Re: Where does the compression take place for MapOutputStream in Map phase?

Posted by Harsh Chouraria <ha...@cloudera.com>.

Hello Rui Hou,

If you look at the Writer constructor used here, you'll get your answer very easily. It takes a codec (a compression codec, to be specific) as an argument. The codec, if not null (in case compression is disabled), is then responsible for compressing the streams of data by wrapping around the actual output stream.

The codec variable is initialized during the MapOutputStream construction accordingly.

The code for how codecs work can be read in the common code for the chosen algorithm, if you'd like to take a look. For example, there's the DefaultCodec class.

I hope this helps! :)

P.s. Please do not cross post to multiple lists while seeking an answer.

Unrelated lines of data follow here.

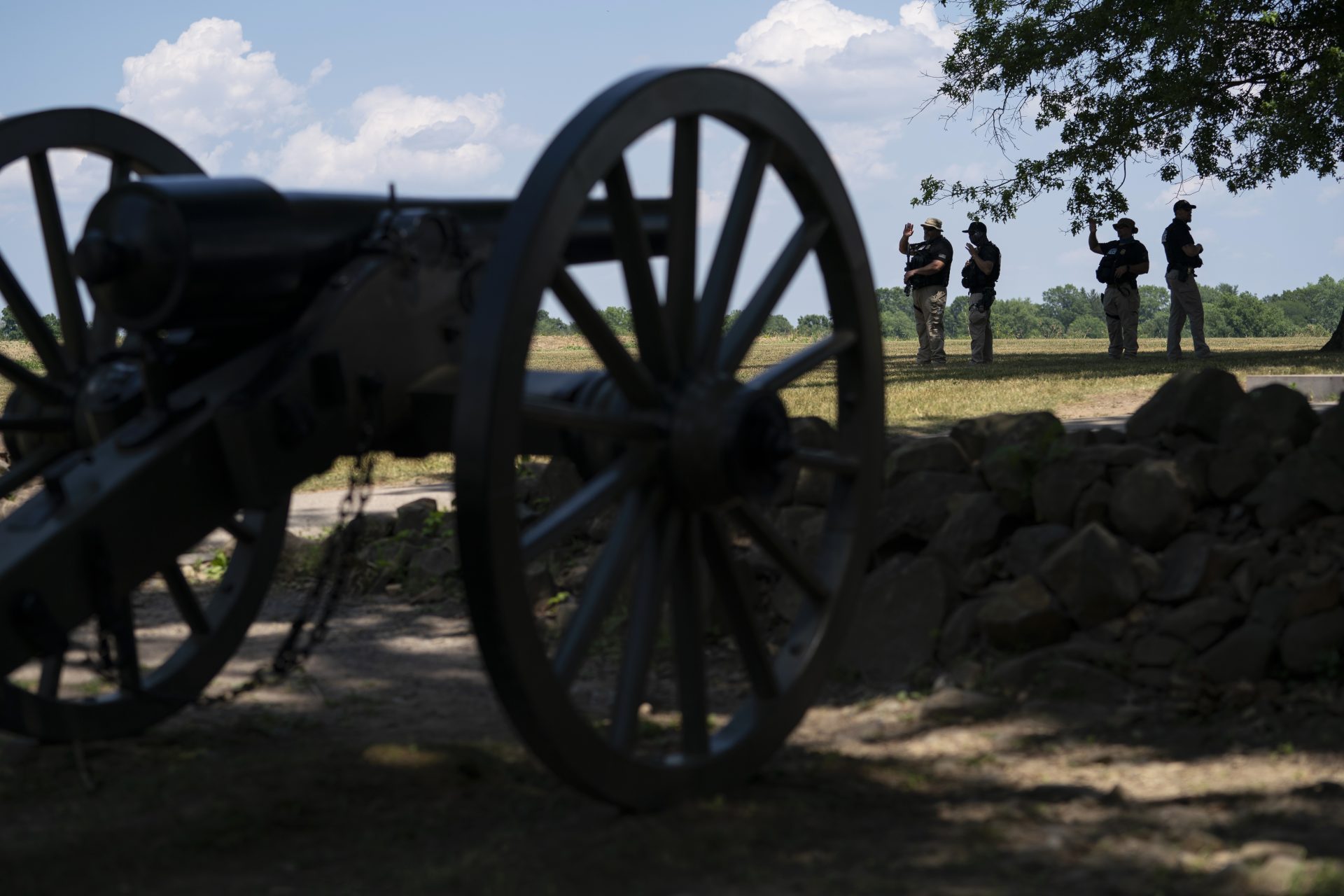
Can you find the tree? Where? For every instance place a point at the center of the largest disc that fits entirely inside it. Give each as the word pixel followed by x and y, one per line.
pixel 1069 302
pixel 1230 312
pixel 1016 318
pixel 547 326
pixel 1154 311
pixel 619 318
pixel 897 326
pixel 813 326
pixel 10 328
pixel 1315 305
pixel 1242 92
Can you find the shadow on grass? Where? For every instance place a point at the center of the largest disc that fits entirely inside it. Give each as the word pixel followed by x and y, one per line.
pixel 370 794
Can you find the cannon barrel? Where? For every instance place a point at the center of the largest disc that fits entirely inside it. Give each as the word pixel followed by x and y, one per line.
pixel 188 250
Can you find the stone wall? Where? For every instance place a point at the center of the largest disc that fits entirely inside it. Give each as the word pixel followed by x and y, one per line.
pixel 1199 548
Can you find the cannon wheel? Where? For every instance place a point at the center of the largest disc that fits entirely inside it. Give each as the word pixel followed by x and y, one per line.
pixel 39 426
pixel 687 444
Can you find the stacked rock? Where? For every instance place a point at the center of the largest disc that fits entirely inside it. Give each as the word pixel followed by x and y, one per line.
pixel 1205 543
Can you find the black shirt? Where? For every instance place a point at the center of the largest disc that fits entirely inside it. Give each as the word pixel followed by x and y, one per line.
pixel 979 279
pixel 937 248
pixel 1132 253
pixel 1174 238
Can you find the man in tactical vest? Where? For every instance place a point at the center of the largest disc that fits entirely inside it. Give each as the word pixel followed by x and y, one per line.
pixel 1182 261
pixel 927 267
pixel 1123 261
pixel 979 276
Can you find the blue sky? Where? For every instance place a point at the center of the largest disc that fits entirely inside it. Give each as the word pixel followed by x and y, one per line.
pixel 460 99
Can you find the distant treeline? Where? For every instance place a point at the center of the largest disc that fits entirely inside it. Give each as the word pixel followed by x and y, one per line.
pixel 1062 312
pixel 1072 312
pixel 1075 312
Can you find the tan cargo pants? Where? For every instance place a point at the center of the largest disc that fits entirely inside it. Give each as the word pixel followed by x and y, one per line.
pixel 1120 302
pixel 1186 304
pixel 930 302
pixel 981 332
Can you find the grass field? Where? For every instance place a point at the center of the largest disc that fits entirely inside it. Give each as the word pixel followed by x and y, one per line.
pixel 1072 378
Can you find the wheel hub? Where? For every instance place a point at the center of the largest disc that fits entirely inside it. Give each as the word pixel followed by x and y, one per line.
pixel 727 442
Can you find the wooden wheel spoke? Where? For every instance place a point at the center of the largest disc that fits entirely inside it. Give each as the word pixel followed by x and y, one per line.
pixel 632 246
pixel 790 368
pixel 183 598
pixel 27 469
pixel 682 227
pixel 34 425
pixel 24 312
pixel 734 590
pixel 689 638
pixel 773 543
pixel 603 583
pixel 239 530
pixel 629 425
pixel 757 312
pixel 827 460
pixel 629 375
pixel 49 684
pixel 43 390
pixel 592 498
pixel 73 326
pixel 645 615
pixel 727 255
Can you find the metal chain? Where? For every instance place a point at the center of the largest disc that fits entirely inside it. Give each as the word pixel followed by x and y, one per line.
pixel 324 596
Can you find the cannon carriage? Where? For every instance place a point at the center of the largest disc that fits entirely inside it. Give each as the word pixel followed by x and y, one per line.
pixel 269 333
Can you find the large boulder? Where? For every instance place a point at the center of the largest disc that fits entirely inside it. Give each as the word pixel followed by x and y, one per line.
pixel 1313 643
pixel 901 610
pixel 976 524
pixel 1093 575
pixel 920 504
pixel 1058 485
pixel 1032 433
pixel 1022 615
pixel 1184 564
pixel 1152 504
pixel 1242 656
pixel 941 454
pixel 1028 547
pixel 1273 418
pixel 1190 402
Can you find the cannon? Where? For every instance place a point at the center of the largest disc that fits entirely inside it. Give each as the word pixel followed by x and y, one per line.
pixel 244 339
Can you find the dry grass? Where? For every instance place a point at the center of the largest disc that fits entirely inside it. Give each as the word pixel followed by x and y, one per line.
pixel 1027 375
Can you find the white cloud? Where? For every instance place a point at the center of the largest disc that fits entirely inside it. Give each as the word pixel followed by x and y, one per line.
pixel 319 71
pixel 859 148
pixel 206 85
pixel 843 65
pixel 211 93
pixel 400 137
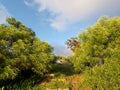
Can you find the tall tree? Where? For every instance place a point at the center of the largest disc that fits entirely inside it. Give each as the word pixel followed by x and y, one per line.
pixel 21 50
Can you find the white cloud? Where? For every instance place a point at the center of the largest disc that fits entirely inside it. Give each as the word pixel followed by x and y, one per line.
pixel 61 50
pixel 67 12
pixel 3 13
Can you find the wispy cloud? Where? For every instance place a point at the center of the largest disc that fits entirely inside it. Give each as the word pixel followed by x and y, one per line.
pixel 61 50
pixel 67 12
pixel 3 13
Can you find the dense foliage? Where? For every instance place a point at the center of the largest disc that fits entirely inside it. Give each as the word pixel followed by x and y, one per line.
pixel 21 51
pixel 99 54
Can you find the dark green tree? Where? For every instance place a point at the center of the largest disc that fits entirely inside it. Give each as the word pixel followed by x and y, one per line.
pixel 22 51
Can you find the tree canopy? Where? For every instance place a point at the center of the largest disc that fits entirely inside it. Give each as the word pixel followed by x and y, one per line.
pixel 99 54
pixel 21 50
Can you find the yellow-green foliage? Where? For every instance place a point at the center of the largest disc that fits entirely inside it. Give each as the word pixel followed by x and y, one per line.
pixel 99 55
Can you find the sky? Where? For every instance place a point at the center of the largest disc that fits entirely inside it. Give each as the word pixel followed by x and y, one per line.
pixel 55 21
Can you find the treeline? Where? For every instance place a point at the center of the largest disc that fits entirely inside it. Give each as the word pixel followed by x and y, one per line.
pixel 96 56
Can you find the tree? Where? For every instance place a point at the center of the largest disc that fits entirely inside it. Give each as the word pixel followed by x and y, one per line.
pixel 21 51
pixel 99 56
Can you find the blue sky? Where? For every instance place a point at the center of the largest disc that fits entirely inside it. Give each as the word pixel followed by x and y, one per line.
pixel 55 21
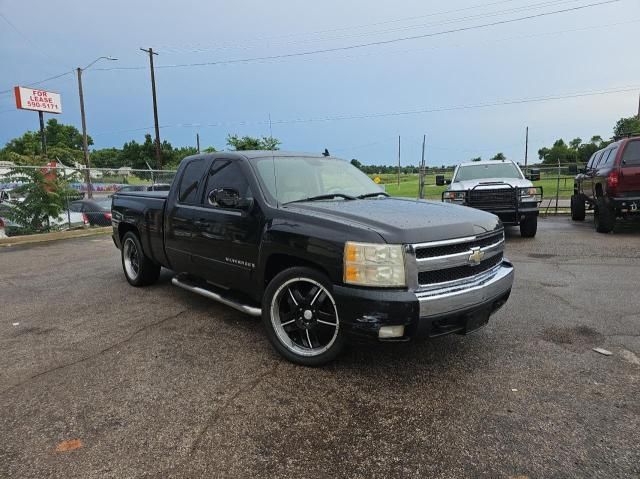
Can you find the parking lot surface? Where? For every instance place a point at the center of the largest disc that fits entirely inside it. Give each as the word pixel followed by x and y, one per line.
pixel 99 379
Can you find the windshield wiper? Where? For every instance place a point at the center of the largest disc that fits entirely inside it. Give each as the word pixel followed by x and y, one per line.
pixel 328 196
pixel 372 195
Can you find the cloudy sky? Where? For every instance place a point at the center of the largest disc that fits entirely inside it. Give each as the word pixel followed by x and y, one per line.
pixel 348 76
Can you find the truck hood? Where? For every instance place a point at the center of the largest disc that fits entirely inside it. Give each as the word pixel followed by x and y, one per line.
pixel 400 220
pixel 468 184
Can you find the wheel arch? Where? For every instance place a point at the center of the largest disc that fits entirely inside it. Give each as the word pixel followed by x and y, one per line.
pixel 278 262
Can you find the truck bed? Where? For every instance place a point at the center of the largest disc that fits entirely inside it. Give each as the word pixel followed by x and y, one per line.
pixel 145 194
pixel 143 210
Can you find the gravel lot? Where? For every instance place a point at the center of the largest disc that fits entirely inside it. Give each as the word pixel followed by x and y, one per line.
pixel 158 382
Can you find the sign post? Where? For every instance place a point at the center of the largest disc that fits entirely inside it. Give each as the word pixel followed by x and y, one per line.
pixel 41 101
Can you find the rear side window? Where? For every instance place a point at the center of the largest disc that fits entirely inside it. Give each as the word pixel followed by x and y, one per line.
pixel 631 155
pixel 611 158
pixel 188 192
pixel 597 159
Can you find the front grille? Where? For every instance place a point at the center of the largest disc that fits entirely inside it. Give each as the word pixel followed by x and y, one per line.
pixel 458 272
pixel 432 252
pixel 478 198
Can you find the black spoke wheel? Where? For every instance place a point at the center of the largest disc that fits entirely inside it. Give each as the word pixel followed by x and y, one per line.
pixel 301 317
pixel 138 269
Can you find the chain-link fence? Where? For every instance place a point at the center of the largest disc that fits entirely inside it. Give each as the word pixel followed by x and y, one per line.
pixel 36 199
pixel 556 183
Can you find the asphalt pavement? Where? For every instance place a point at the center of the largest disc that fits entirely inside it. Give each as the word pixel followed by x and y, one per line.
pixel 99 379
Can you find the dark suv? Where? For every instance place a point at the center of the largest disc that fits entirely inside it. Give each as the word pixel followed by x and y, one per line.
pixel 610 184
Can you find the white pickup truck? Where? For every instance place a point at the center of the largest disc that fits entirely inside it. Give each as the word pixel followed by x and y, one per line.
pixel 498 187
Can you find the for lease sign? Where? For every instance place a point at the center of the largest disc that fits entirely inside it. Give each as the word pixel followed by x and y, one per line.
pixel 38 100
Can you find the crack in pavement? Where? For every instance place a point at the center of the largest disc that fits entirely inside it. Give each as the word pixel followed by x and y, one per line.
pixel 218 412
pixel 91 356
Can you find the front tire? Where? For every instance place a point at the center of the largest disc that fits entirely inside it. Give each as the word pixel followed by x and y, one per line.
pixel 301 318
pixel 578 210
pixel 604 217
pixel 529 226
pixel 138 269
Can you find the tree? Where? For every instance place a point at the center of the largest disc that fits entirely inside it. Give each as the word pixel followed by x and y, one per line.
pixel 58 136
pixel 253 143
pixel 559 151
pixel 44 198
pixel 626 127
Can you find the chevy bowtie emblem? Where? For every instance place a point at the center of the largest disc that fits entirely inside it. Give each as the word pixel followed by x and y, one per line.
pixel 476 257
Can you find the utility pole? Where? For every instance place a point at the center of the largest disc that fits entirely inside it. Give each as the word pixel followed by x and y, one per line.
pixel 43 135
pixel 398 160
pixel 155 106
pixel 85 145
pixel 422 168
pixel 526 150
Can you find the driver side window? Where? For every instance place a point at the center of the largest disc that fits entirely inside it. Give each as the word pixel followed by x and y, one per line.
pixel 225 174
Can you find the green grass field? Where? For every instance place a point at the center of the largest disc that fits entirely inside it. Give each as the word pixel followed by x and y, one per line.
pixel 409 186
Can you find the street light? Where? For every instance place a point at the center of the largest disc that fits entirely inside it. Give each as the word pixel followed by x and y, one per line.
pixel 85 146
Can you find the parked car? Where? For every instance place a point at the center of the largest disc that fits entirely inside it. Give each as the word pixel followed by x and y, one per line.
pixel 609 185
pixel 498 187
pixel 317 249
pixel 153 187
pixel 97 212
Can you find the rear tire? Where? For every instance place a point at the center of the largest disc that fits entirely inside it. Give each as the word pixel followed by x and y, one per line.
pixel 138 269
pixel 301 318
pixel 529 226
pixel 578 209
pixel 604 217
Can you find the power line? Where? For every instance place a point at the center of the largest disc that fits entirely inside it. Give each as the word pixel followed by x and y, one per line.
pixel 518 37
pixel 370 44
pixel 518 101
pixel 386 22
pixel 249 45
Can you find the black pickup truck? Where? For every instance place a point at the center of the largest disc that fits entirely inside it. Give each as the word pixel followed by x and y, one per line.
pixel 315 248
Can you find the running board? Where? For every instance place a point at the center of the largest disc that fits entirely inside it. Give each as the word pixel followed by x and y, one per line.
pixel 244 308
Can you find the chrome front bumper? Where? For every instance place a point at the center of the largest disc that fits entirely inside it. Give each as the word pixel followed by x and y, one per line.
pixel 483 289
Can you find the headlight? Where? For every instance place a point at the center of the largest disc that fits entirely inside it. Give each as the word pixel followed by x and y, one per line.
pixel 454 196
pixel 367 264
pixel 528 192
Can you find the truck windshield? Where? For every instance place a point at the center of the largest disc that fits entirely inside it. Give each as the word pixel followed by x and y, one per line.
pixel 491 170
pixel 288 179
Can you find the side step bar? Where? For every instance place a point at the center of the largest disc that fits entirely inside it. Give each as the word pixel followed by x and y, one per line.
pixel 251 310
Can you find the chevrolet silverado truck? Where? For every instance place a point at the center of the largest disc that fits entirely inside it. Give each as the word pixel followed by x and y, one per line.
pixel 315 248
pixel 609 185
pixel 498 187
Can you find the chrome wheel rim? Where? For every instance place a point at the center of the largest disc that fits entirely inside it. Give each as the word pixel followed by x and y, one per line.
pixel 131 258
pixel 304 317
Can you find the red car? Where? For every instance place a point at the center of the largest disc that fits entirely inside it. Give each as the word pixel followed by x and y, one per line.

And for future mapreduce development questions such as this, please direct it to mapreduce-dev@hadoop.apache.org

On 05-Jul-2011, at 7:50 PM, 侯锐 wrote:

> Hello guys, 
> We wonder to know where the compression take place for MapOutputStream in Map phase.
> 
> We guess there are two possible places in sortAndSpill() at MapTask.java:
> Writer.append() or Writer.close()
> Which one makes compression? 
> Appreciate very much for your response~
> 
> See lines marked by ****** as below (from sortAndSpill() at MapTask.java).
> 
> for (int i = 0; i < partitions; ++i) {
>          IFile.Writer<K, V> writer = null;
>          try {;
>            writer = new Writer<K, V>(job, out, keyClass, valClass, codec,
>                                      spilledRecordsCounter);
>            if (combinerRunner == null) {
>                 …
>                key.reset(kvbuffer, kvindices[kvoff + KEYSTART],
>                          (kvindices[kvoff + VALSTART] - 
>                           kvindices[kvoff + KEYSTART]));
>                /**************************************/
>                writer.append(key, value);   // The 1st possible place
>                ++spindex;
>              }
>            } else {
> …
>              }
>              …
> 
>            // close the writer
>            /**************************************/
>            writer.close();   // The 2st possible place
> 
> --
> Rui Hou (侯锐)
> Insititute of Technology, Chinese Academy of Sciences
> 
> 
> 
>